Plante annuelle à feuilles palmées, le cannabis est cultivé à cette époque pour sa tige (d’où sera tirée de la fibre textile), mais aussi pour ses chènevis (graines qui, une fois pressées, donnent de l’huile). Il se cultive en champs de dimension réduite aux environs immédiats des maisons ; les chènevières nécessitent effectivement des soins quotidiens et une surveillance constante : les oiseaux étant très friands des chènevis.
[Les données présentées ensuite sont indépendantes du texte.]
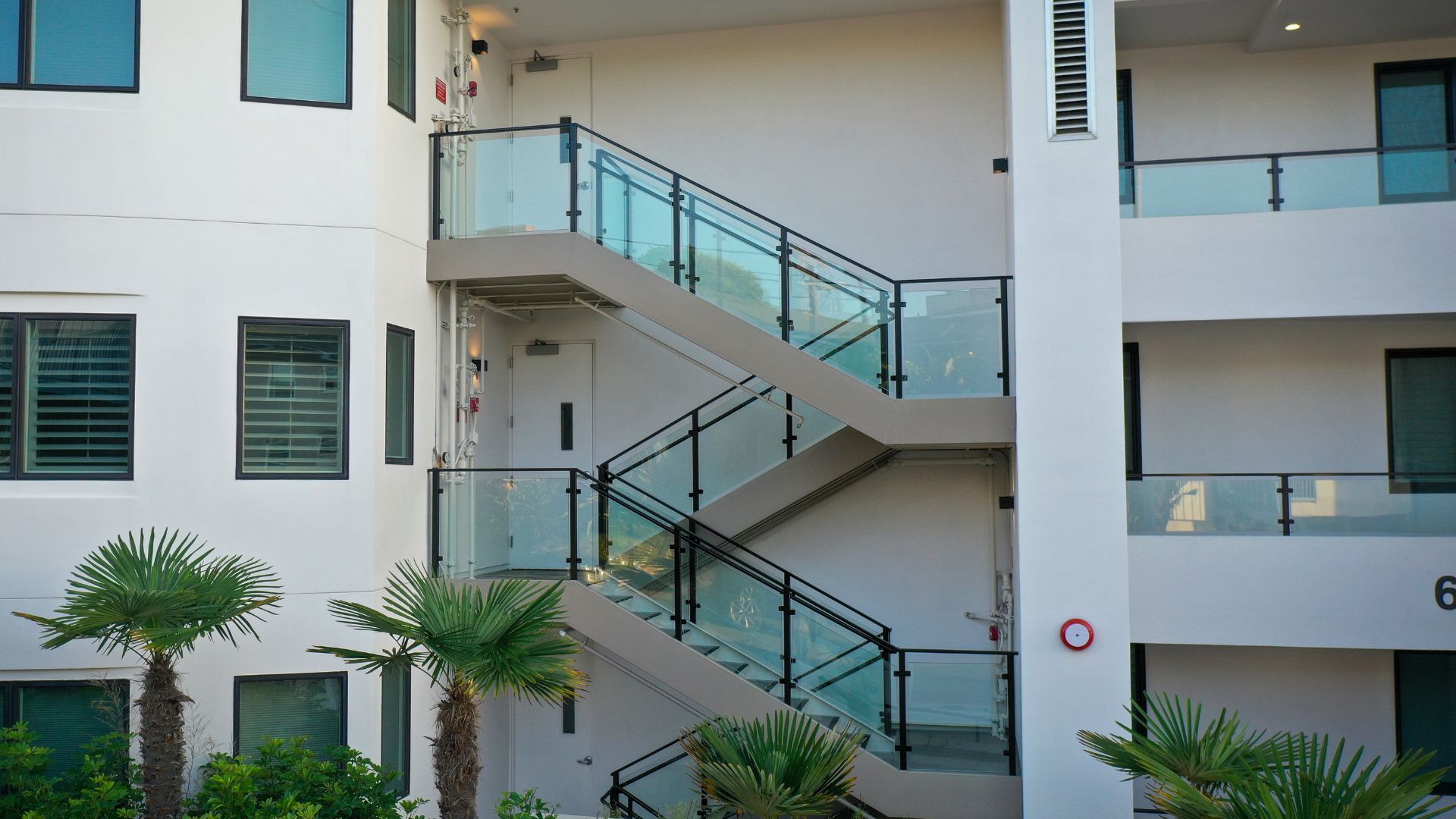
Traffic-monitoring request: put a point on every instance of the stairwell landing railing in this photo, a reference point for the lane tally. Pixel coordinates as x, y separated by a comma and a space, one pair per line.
925, 337
491, 522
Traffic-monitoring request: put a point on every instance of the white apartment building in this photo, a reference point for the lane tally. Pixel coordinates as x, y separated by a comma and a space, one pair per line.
789, 333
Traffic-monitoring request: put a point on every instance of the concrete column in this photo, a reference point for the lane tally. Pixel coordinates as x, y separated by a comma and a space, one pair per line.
1071, 496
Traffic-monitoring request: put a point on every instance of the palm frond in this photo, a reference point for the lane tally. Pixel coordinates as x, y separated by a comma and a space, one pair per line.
783, 765
155, 594
501, 642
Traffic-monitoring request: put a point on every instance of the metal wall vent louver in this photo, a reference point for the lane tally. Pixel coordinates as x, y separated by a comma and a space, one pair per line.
1069, 53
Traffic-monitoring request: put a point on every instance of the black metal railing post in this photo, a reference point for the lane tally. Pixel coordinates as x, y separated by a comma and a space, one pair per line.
785, 316
788, 642
574, 148
1276, 200
574, 558
1005, 309
692, 573
1286, 519
903, 744
436, 557
677, 585
677, 229
696, 464
884, 314
900, 353
603, 518
1011, 714
788, 426
436, 206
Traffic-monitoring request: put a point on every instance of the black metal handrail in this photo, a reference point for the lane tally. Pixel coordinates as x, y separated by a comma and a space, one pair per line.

Climat idéal pour faire pousser le chanvre — autre nom du cannabis — le pays d’Avignon a ainsi pu voir prospérer et grimper les Sade dans l’échelle sociale. Marchands de filasses et de toiles de chanvre, en quelques années, les voilà au centre de la bourgeoisie avignonnaise. Quelques années de plus, les voilà finançant une partie du « fameux » pont d’Avignon. Encore un peu et ils sont en route vers Jérusalem. L’ascension est fulgurante : le cannabis a le vent en poupe, les Sade rêvent de briller dans leur Pays… Est-ce pour cela que sur leur écu nous trouvons « l’Étoile du Berger » en meuble luminaire ? Dans un hasard curieux, sorte de synchronicité intergénérationnelle, cette étoile symbolise également Ishtar — déesse de l’amour mésopotamienne — et semble prophétiser la venue du Marquis de Sade des siècles plus tard.
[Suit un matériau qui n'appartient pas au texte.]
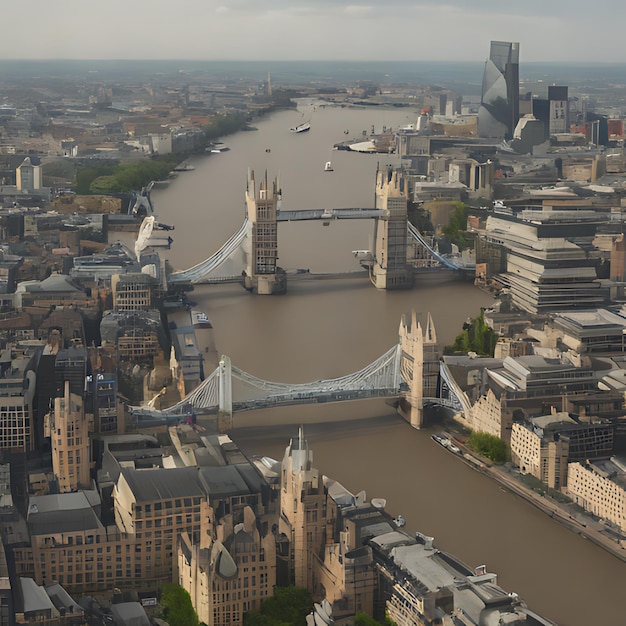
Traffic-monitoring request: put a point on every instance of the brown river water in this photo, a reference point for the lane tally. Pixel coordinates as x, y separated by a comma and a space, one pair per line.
328, 328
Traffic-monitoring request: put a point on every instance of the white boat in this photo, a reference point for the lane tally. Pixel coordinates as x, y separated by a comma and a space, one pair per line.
301, 128
218, 147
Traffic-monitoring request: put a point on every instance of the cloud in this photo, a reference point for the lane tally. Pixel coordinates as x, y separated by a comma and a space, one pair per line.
314, 29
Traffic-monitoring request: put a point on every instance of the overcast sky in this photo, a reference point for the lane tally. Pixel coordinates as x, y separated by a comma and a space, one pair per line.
446, 30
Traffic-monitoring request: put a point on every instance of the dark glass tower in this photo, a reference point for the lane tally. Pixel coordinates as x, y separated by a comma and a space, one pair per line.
499, 108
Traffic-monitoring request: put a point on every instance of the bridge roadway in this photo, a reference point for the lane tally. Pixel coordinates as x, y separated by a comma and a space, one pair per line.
322, 398
328, 214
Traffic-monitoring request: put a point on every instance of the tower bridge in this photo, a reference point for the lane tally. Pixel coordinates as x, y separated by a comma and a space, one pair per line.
250, 256
407, 372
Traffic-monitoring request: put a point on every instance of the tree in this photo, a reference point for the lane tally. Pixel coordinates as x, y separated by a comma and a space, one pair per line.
487, 445
476, 336
456, 227
176, 606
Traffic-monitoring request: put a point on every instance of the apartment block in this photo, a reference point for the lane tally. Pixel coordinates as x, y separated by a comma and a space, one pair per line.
599, 488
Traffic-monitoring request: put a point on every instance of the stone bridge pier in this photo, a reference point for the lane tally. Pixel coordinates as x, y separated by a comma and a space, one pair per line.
419, 366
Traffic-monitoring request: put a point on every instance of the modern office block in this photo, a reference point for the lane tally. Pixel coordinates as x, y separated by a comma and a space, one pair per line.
499, 108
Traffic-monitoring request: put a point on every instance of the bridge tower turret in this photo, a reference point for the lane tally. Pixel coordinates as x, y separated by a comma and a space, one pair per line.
262, 274
390, 269
225, 393
414, 342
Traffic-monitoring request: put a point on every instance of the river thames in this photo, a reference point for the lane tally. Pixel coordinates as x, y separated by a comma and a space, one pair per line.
329, 328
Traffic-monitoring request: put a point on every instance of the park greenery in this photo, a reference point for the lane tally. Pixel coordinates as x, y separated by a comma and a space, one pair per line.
489, 446
289, 606
106, 178
176, 607
98, 177
456, 228
476, 337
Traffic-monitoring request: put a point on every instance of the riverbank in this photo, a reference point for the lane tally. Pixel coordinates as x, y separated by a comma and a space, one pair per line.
566, 514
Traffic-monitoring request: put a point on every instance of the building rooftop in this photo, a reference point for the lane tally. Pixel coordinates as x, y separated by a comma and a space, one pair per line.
151, 485
62, 513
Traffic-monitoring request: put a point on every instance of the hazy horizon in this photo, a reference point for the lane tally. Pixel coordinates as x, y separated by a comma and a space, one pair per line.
315, 30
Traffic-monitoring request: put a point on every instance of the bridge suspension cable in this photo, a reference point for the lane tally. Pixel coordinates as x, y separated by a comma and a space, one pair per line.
417, 236
226, 264
380, 378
Marquis de Sade - A perte de vue devant moi, je vois des champs

Les affaires des Sade marchent. Les lieux dits « chènevières » ou « canebières » avec leur étymologie commune venant de l’ancien français : « cheneve, chanvre » sont témoins du passé prospère de cette Provence du temps jadis… la « Canebière » de Marseille en est le principal exemple.
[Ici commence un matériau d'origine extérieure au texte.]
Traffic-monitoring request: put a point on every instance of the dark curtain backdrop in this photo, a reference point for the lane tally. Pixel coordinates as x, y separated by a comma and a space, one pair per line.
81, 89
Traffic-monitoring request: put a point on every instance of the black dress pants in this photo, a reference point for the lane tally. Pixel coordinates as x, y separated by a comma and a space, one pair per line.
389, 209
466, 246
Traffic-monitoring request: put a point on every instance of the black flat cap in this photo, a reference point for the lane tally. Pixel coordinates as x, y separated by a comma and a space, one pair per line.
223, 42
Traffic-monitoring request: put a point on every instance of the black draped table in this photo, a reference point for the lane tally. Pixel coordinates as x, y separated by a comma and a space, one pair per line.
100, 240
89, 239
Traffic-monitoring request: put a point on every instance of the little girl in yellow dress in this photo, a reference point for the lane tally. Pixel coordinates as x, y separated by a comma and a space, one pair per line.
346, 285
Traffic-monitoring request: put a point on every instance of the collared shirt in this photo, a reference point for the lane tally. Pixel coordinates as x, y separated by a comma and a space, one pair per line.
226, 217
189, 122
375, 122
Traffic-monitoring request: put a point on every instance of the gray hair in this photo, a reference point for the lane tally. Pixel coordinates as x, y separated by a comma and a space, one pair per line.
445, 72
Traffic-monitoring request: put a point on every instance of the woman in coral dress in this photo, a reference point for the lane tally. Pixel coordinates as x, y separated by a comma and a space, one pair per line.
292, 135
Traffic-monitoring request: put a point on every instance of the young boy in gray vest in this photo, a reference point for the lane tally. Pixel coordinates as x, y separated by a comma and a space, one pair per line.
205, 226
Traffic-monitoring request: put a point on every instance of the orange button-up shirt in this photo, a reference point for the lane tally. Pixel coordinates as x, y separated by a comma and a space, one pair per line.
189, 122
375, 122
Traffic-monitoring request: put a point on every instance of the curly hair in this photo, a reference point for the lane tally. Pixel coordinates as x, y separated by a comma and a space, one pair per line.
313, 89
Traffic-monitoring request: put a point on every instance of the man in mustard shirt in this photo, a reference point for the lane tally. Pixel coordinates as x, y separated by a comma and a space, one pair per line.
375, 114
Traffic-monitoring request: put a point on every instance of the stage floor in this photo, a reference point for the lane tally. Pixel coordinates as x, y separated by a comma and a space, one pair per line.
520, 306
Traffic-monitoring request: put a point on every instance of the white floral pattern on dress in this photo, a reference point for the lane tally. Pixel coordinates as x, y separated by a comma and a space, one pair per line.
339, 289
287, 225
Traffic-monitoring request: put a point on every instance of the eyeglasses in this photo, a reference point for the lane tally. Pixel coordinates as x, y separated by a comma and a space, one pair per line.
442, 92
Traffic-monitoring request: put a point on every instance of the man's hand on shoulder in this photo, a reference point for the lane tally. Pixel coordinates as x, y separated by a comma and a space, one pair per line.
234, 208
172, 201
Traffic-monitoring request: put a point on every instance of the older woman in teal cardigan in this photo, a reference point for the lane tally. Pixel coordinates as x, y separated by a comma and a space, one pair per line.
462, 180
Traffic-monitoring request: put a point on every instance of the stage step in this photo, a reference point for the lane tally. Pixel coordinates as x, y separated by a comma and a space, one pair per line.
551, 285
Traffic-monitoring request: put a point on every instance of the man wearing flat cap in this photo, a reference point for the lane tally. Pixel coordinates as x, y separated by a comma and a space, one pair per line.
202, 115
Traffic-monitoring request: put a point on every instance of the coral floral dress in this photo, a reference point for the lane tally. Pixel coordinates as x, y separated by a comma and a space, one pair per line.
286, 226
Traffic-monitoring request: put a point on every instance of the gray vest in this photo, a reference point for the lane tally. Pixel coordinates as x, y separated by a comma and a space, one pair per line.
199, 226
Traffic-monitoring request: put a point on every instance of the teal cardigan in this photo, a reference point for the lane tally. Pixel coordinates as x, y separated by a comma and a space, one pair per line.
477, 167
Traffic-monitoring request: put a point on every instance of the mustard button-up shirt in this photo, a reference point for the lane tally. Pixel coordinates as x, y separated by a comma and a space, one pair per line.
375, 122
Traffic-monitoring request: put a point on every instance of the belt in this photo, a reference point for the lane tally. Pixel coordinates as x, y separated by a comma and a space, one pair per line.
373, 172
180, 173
Le chanvre, originaire d’Asie centrale, s’est répandu vers la Chine, toute l’Asie et le bassin méditerranéen. En Chine, on le cultive depuis environ sept mille ans pour l’alimentation, la pharmacopée, la confection de vêtements et pour la fabrication de papier.

Faire pousser du chanvre pour le textile est aujourd’hui réglementé, seules les variétés non psychotropes sont autorisées à la culture en France ; culture soumise à déclarations officielles dans le cadre de la réglementation du chanvre à textile. La réglementation diffère dans d’autres pays où le cannabis entre dans la composition de médicaments analgésiques particulièrement efficaces contre les douleurs intenses dues à la sclérose en plaques et à certains cancers. Le chanvre indien par exemple, différent du chanvre européen, est utilisé pour sa fumée hallucinogène. Il s’agit là de deux variétés qui diffèrent par la teneur en substances psychotropes. Le principe actif est le tétrahydrocannabinol qui va de 0 à 0,2 % pour les variétés autorisées à plus de 10% pour les variétés utilisées comme drogue.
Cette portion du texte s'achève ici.